AS the price of crude oil hit new record highs on the world's exchanges yesterday and the average price of a litre of petrol in Britain breached the 90p barrier, Kerr-McGee, the American oil and gas company, confirmed weekend speculation that it is to sell off its entire interests on the UK continental shelf.

The Oklahoma City-based independent helped pioneer exploration for hydrocarbons off the coast of Britain in the 1970s.

Its North Sea reserves still account for a fifth of all the oil assets on its books.

So this sudden exit, against that backdrop of soaring prices, looks somewhat surprising.

True, other majors have been offloading some of their North Sea stakes to a new, hungrier breed of smaller operators.

Kerr-McGee was in the process of doing something similar. But this agreement - to sell its interest in 10 oil and gas fields to the world's largest shipping group, AP Moeller-Maersk, for dollars- 2.95bn and dispose of the rest of its North Sea interests to privatised UK utility, Centrica, for dollars- 566m - is not about fine-tuning existing strategy. It's about getting out of a mature oil province altogether.

And that's bound to revive debate about the North Sea's ability to go on competing, even in a world so desperate to get its hands on oil and gas that prices just keep on rising.

But before anyone tries to use this particular exit to revive fears that the North Sea, as an oil and gas province, is now well into its twilight years, there's another factor in this particular corporate decision that's got nothing to do with the black stuff or the North Sea's ability to keep pumping it at a profit.

It's the looming presence on Kerr-McGee's share register of Carl Icahn, one of that celebrated band of corporate raiders who, in the 1980s, sent icy shivers through some of the biggest boardrooms in corporate America.

Once described as a renegade capitalist, New York-based Icahn is now a multi-billionaire who has endowed his old university, Princeton, with a genomics laboratory.
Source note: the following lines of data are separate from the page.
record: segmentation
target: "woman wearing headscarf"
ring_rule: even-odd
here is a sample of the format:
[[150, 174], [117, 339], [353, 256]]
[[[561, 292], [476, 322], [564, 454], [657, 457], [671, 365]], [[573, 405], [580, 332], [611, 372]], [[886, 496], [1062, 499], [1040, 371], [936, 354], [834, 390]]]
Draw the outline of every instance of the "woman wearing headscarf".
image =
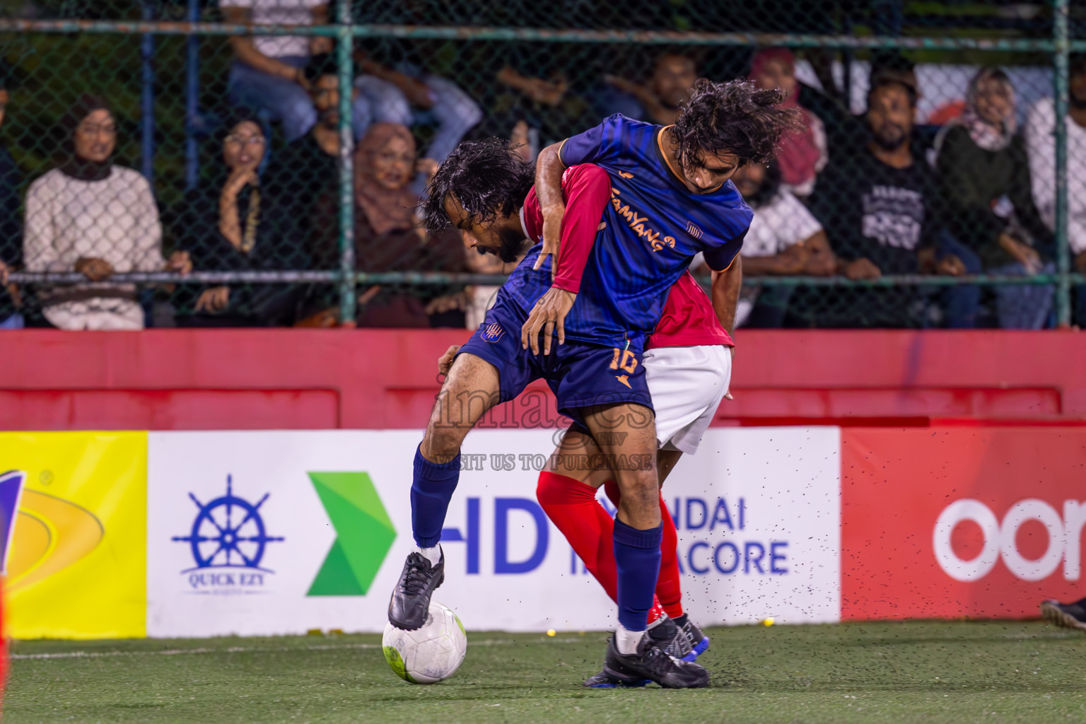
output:
[[810, 195], [829, 155], [822, 120], [799, 104], [795, 55], [785, 48], [759, 50], [750, 62], [750, 80], [759, 88], [780, 88], [784, 91], [781, 105], [803, 113], [804, 129], [792, 131], [781, 140], [775, 163], [781, 170], [781, 188], [800, 198]]
[[[1014, 87], [999, 68], [972, 79], [960, 117], [935, 140], [936, 169], [948, 232], [972, 247], [987, 274], [1052, 270], [1051, 232], [1034, 205], [1025, 141], [1016, 132]], [[996, 288], [999, 326], [1039, 329], [1052, 305], [1052, 288]]]
[[105, 280], [129, 271], [184, 274], [191, 268], [188, 255], [163, 259], [151, 186], [113, 164], [117, 125], [105, 101], [81, 97], [62, 127], [67, 158], [26, 192], [23, 258], [27, 271], [75, 271], [91, 283], [42, 289], [42, 315], [60, 329], [142, 329], [135, 284]]
[[[377, 123], [358, 142], [354, 155], [354, 254], [358, 271], [460, 271], [464, 250], [455, 232], [428, 237], [416, 214], [418, 196], [411, 190], [416, 169], [432, 175], [437, 164], [416, 162], [415, 139], [406, 126]], [[333, 194], [326, 195], [317, 218], [336, 218]], [[339, 266], [334, 224], [314, 224], [317, 268]], [[431, 313], [450, 305], [424, 299], [419, 288], [369, 284], [358, 288], [358, 327], [430, 327]], [[435, 303], [437, 304], [433, 304]], [[463, 320], [463, 317], [462, 317]], [[463, 321], [459, 325], [463, 326]]]
[[[267, 139], [248, 113], [236, 112], [223, 125], [209, 164], [212, 178], [186, 194], [176, 214], [175, 237], [201, 271], [301, 269], [308, 265], [304, 241], [281, 232], [283, 208], [261, 185]], [[182, 327], [275, 327], [295, 321], [302, 290], [282, 283], [229, 283], [179, 295]], [[194, 296], [194, 299], [192, 299]], [[189, 297], [189, 299], [186, 299]]]

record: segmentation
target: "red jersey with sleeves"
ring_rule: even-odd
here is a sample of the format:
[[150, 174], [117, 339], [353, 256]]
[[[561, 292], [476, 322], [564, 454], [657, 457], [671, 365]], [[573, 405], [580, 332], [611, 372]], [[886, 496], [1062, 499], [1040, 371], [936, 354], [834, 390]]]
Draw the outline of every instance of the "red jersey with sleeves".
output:
[[[584, 265], [610, 193], [608, 177], [598, 170], [599, 167], [594, 164], [580, 164], [570, 166], [561, 176], [566, 215], [561, 220], [561, 249], [553, 285], [574, 294], [580, 291]], [[574, 203], [574, 200], [580, 203]], [[543, 212], [535, 195], [535, 187], [532, 187], [525, 199], [520, 219], [529, 239], [542, 239]], [[690, 271], [684, 271], [671, 287], [664, 313], [645, 348], [703, 344], [735, 345], [717, 318], [705, 291]]]
[[708, 294], [687, 270], [683, 271], [668, 292], [664, 314], [645, 342], [645, 348], [693, 347], [699, 344], [735, 346], [728, 330], [717, 318]]

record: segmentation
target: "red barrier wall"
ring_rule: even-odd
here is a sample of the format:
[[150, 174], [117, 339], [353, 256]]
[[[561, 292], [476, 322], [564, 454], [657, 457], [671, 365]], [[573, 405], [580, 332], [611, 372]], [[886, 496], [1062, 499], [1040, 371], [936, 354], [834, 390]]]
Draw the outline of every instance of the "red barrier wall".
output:
[[[0, 333], [0, 429], [418, 428], [459, 330]], [[1086, 418], [1086, 334], [741, 331], [718, 424]], [[503, 420], [553, 423], [545, 385]], [[548, 409], [540, 411], [540, 406]], [[534, 422], [538, 424], [538, 422]]]
[[1083, 596], [1086, 427], [842, 431], [841, 618], [1037, 615]]

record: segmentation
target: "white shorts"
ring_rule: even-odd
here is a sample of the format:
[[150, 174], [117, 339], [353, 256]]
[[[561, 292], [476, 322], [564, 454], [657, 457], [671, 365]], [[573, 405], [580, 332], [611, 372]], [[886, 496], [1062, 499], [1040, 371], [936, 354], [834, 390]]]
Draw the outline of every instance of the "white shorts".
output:
[[693, 455], [731, 383], [731, 350], [722, 344], [654, 347], [642, 361], [656, 409], [657, 444]]

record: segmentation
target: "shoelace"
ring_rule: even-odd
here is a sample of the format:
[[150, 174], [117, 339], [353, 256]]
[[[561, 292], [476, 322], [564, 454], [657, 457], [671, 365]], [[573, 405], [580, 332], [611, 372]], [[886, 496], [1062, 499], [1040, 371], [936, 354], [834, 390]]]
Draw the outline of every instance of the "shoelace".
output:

But although he'll be 70 next year, his appetite for targeting under-performing companies and making money from them, even when he's ultimately forced to walk away, remains undiminished.

Earlier this year, supreme greenmailer Icahn waged a threemonth proxy battle with KerrMcGee, demanding seats on its board.
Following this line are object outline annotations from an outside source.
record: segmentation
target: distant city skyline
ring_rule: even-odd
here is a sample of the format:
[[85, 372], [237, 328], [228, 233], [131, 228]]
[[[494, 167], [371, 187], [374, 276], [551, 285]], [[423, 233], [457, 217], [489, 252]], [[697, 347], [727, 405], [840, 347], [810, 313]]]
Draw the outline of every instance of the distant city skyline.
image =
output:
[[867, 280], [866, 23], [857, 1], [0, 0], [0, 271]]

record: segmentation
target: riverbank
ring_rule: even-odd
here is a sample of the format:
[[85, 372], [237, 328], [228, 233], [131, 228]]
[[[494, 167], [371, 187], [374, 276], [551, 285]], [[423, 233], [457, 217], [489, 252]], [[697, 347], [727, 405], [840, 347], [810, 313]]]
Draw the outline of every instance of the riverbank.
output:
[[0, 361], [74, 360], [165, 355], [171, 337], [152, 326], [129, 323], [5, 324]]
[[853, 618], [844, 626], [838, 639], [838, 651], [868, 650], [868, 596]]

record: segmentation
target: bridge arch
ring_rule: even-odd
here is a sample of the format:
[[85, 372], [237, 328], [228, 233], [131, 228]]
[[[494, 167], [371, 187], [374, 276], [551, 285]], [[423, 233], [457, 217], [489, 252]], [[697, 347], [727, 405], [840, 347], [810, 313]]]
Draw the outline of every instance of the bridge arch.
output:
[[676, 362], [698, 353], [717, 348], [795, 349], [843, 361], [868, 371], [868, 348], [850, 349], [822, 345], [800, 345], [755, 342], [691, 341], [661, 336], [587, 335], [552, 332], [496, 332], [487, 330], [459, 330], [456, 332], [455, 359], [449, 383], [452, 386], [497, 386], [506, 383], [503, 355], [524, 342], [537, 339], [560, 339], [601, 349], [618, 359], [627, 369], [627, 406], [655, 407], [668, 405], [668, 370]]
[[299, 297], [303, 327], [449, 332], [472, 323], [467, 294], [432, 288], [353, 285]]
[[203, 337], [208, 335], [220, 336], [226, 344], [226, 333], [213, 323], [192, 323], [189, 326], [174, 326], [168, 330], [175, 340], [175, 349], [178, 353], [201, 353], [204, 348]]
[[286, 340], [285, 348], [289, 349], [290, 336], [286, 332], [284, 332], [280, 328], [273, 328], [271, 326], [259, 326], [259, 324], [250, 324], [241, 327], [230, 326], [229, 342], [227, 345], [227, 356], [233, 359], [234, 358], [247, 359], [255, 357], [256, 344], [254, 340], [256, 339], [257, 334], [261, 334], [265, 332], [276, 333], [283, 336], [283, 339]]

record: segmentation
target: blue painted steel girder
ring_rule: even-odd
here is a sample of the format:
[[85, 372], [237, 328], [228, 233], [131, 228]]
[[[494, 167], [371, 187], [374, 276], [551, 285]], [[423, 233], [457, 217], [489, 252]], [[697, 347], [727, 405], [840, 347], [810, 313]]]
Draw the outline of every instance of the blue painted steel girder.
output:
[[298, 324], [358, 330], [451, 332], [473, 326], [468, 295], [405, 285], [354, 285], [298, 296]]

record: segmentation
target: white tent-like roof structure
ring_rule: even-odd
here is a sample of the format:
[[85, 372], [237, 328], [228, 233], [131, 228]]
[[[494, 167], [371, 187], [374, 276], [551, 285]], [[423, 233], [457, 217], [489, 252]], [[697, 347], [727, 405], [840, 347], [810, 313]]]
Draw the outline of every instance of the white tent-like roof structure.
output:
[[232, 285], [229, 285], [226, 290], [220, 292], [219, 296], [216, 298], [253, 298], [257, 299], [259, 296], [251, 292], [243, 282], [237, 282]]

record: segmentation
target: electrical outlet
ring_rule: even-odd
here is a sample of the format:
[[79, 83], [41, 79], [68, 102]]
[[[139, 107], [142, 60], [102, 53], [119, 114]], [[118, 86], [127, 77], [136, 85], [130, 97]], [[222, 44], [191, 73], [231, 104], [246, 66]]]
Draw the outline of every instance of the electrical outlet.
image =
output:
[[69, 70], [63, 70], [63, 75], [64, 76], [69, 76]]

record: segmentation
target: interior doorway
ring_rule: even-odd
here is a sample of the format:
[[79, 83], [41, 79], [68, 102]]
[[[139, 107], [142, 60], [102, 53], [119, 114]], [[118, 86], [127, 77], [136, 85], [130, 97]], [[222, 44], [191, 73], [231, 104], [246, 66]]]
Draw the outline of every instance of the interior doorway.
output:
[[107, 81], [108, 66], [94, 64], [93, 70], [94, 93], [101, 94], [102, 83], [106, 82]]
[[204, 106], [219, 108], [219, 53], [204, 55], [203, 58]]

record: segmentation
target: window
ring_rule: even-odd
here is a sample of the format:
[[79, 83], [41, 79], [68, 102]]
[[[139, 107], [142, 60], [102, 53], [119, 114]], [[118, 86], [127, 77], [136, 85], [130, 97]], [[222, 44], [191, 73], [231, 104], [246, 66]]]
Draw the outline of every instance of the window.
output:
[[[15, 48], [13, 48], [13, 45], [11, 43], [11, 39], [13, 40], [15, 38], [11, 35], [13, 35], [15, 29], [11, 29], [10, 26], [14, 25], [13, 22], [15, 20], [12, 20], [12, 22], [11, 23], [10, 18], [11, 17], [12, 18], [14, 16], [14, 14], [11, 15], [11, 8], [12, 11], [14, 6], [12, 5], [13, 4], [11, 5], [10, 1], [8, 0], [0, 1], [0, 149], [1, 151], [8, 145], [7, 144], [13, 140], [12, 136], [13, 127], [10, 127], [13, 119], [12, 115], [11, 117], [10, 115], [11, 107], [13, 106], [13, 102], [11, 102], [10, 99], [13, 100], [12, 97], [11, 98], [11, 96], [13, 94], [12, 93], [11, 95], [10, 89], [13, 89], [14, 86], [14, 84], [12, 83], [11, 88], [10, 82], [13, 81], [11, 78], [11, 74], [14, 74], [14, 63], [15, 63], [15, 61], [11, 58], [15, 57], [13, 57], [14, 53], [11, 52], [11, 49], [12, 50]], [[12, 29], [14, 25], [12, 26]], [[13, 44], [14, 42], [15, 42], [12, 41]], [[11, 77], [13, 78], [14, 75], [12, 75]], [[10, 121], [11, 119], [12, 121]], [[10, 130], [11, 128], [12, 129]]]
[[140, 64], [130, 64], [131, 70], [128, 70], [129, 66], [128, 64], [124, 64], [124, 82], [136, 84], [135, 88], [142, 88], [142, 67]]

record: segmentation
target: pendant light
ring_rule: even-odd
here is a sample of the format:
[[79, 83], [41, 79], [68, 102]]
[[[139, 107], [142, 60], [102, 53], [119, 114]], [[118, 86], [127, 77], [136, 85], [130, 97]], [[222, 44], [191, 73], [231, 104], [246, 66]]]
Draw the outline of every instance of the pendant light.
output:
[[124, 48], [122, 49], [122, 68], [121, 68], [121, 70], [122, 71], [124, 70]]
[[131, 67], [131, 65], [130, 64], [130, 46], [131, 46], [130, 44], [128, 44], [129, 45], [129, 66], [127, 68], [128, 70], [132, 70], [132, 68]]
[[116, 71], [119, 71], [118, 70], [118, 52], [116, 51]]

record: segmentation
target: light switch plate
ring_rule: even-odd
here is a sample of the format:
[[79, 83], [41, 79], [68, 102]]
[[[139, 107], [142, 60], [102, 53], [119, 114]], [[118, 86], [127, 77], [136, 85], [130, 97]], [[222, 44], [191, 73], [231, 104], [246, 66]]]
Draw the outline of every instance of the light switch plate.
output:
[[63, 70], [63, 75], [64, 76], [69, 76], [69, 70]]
What he and his co-raider got instead was a deal, in April, that the oil independent would buy back as much as 29- percent of its stock.
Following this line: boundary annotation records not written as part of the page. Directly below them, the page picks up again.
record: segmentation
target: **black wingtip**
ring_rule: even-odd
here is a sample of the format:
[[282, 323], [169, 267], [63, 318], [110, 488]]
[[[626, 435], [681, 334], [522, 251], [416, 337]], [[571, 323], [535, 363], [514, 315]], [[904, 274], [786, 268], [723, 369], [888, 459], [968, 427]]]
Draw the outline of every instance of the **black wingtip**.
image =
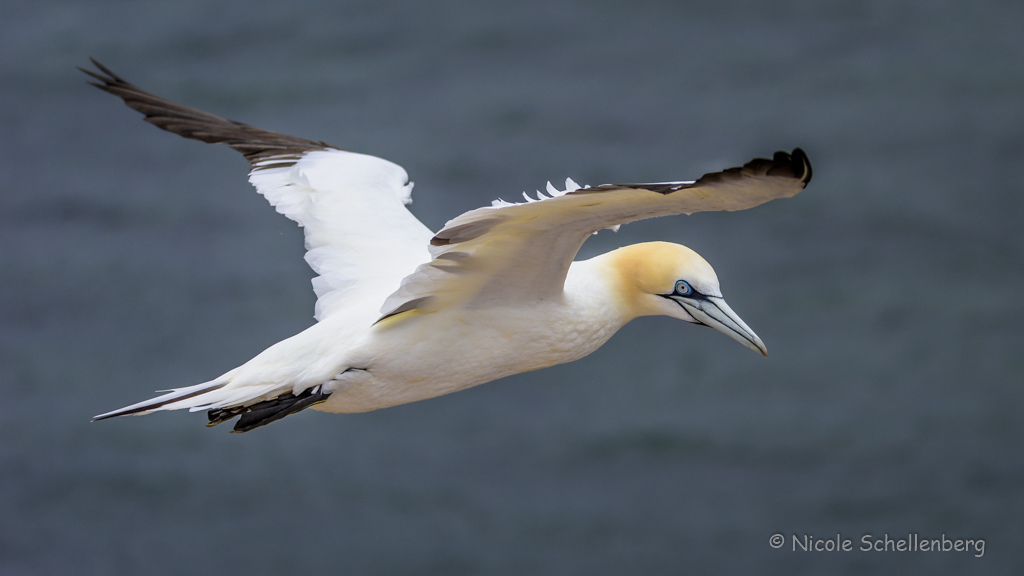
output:
[[806, 188], [807, 184], [811, 182], [811, 176], [814, 175], [814, 170], [811, 169], [811, 160], [807, 158], [807, 154], [801, 148], [793, 149], [793, 153], [790, 155], [792, 159], [793, 173], [803, 174], [800, 177], [800, 181], [804, 183]]

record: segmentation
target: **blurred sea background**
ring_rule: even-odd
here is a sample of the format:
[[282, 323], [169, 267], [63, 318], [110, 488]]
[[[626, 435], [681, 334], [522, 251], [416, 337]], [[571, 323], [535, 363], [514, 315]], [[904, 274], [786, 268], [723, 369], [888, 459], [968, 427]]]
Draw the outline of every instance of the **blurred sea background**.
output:
[[[1022, 30], [994, 0], [6, 0], [0, 574], [1022, 573]], [[690, 246], [770, 358], [646, 318], [577, 363], [378, 412], [90, 423], [245, 362], [314, 301], [301, 231], [246, 162], [87, 86], [90, 55], [402, 165], [434, 230], [549, 179], [802, 147], [792, 200], [580, 254]], [[836, 534], [854, 550], [791, 549]]]

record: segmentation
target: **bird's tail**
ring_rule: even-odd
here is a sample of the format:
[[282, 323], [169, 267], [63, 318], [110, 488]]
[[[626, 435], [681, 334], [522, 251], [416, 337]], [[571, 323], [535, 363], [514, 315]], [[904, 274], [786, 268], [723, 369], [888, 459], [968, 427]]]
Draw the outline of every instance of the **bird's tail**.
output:
[[232, 386], [230, 377], [225, 375], [216, 380], [175, 388], [145, 402], [99, 414], [92, 420], [104, 420], [115, 416], [141, 416], [161, 410], [187, 408], [189, 412], [207, 410], [210, 419], [208, 426], [242, 416], [232, 431], [244, 433], [319, 404], [326, 401], [330, 394], [324, 390], [323, 386], [313, 386], [298, 395], [293, 394], [292, 386], [282, 386], [278, 383]]

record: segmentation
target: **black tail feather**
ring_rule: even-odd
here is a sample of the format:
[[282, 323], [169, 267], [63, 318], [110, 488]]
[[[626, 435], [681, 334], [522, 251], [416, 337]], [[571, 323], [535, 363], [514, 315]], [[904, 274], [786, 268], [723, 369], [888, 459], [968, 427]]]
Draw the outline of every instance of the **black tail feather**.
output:
[[252, 406], [232, 406], [210, 410], [207, 413], [210, 418], [207, 426], [215, 426], [236, 416], [242, 416], [234, 423], [234, 429], [231, 433], [247, 433], [325, 402], [331, 393], [325, 393], [323, 386], [314, 386], [302, 390], [298, 396], [289, 393], [278, 398], [257, 402]]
It has taken on heavy new debt to finance this buy-back.

And to fund that debt it is now selling off assets. Apart from the North Sea sale, Kerr-McGee is also flogging off its chemicals business. In return, Carl Icahn has agreed a boardroom truce.

But he's also going to pocket another handsome profit on his investment.

That's what he's done time and time again. That's how he turned himself into a multi-billionaire.

In the 1980s Icahn pounced on another American oil company, Texaco, when it was already gravely weakened by losing a legal dispute with rival Pennzoil over who should get to take over Getty Oil.

Texaco had been forced into bankruptcy protection when a judge ruled it should pay Pennzoil over dollars- 10bn in damages. Icahn turned the screw by launching a hostile takeover bid. Texaco had to sell off some dollars- 7bn of assets before it could see him off.

Icahn doesn't just target oil companies. He's mounted raids on USX, then the biggest steelmaker in the US, and even owned the airline TWA for a time.

More recently he made serious money out of biotech company ImClone, at the very time domestic goddess Martha Stewart was headed for jail for dabbling in its shares on the basis of inside information.

Ironically, Icahn was buying his shares the very day Stewart was trying to offload hers.

Recently there's Carl Icahn versus Blockbuster, the video rental franchise, where he broke into the group's quarterly conference call with analysts to argue strategy with its CEO, John Antioco.

Time Warner's shares were trading heavily last week on rumours that stake-holder Icahn was sniffing around again.

Even in the spiritual heartland of unfettered capitalism, corporate raiders draw mixed reviews.

To purists they are the necessary grit in the capitalist oyster, an effective way of giving underperforming executives a therapeutic shake-up.

However, critics view them as self-serving opportunists, asset strippers by another name, who line their own pockets at the expense of viable businesses, forced to offload assets to appease and aggrandise the cuckoo in the share register.

Carl Icahn clearly knows he's not universally held in the highest esteem.

"You learn in this business, " this normally tight-lipped philosophy graduate once observed, "if you want a friend, get a dog."